Application of NLP to reduce the unemployment

NLP
Published

January 27, 2023

My friend Bálint and I participated in and won the 2022 Global Data Science Competition organized by Whiteshield.

Our task was to build an NLP algorithm that finds the most relevant job advertisements for the registered unemployed.

An effective pairing in the model we put together is based on 3 pillars. The first one is that the field of the individual’s educational background (major) should match the job description. We applied BERT-model (Devlin et al. - 2019) to sort the jobs into ISCO3 categories (like Administration professionals or Software and applications developers) so we can merge the job posts with the possible employees since their major studies are given in the database.

We now created 132 subgroups of the population, but not each job may be relevant for the individuals.
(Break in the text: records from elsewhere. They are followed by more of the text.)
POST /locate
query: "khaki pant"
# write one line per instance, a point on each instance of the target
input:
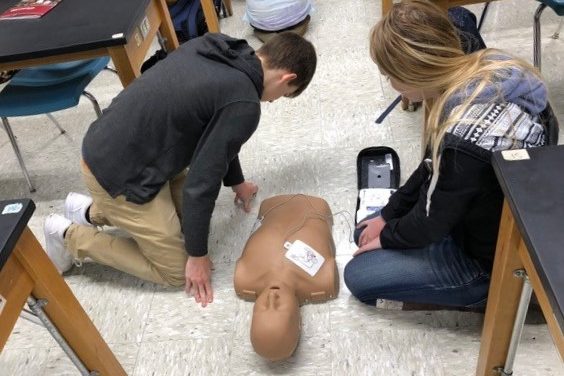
(155, 252)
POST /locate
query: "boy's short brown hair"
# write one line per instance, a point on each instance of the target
(294, 53)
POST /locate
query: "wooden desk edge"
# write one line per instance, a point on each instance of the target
(30, 267)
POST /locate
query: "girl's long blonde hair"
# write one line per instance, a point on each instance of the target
(416, 44)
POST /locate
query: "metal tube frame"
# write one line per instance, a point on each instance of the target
(16, 148)
(536, 37)
(524, 301)
(37, 307)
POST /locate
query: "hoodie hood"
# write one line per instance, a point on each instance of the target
(513, 85)
(233, 52)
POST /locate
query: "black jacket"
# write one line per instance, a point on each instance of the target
(466, 204)
(195, 108)
(466, 200)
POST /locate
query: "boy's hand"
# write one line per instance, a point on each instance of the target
(245, 193)
(198, 279)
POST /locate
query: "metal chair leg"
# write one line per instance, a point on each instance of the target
(56, 123)
(536, 36)
(483, 16)
(228, 8)
(94, 102)
(556, 34)
(8, 130)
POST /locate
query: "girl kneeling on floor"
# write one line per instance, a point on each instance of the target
(434, 242)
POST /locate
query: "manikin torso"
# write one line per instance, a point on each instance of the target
(263, 272)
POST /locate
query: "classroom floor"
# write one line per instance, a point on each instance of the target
(305, 145)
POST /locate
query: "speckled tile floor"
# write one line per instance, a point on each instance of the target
(304, 145)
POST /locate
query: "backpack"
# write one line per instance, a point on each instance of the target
(189, 22)
(188, 18)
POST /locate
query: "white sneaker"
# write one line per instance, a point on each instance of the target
(54, 228)
(76, 205)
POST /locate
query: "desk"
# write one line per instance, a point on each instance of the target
(445, 4)
(26, 270)
(531, 238)
(82, 29)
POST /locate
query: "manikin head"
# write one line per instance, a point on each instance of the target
(275, 328)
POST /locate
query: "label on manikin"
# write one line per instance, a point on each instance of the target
(515, 154)
(304, 256)
(256, 225)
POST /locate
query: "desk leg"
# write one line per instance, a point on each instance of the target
(540, 293)
(503, 297)
(210, 16)
(166, 28)
(15, 287)
(63, 309)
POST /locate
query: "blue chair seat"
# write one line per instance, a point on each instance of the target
(46, 89)
(20, 101)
We extracted several requirements (with numerous regex filters to identify them) for the jobs from the given descriptions united with the pre-structured information set, such as required degree, experience or age.

But in most cases, we could suggest a bunch of vacancies to an individual so we also calculated the distance between the residence of the possible employee and the possible workplace, and arrange them so that we prefer matches where the distance is shorter (so we also used spatial manipulation functions).

A bonus challenge was to create a visual representation that compares the universe of skills available among the unemployed to the universe of skills required by the job posts. We used here a Structural Topic Model to identify the terms appearing in the description of job categories where the number of vacancies is substantially higher than the number of unemployed (with related majors). The visualisations are presented via Flexdashboard.

References

Devlin, J., M. Chang, K. Lee, et al. (2019). BERT: Pre-training of Deep Bidirectional Transformers for Language Understanding. DOI: 10.48550/arXiv.1810.04805.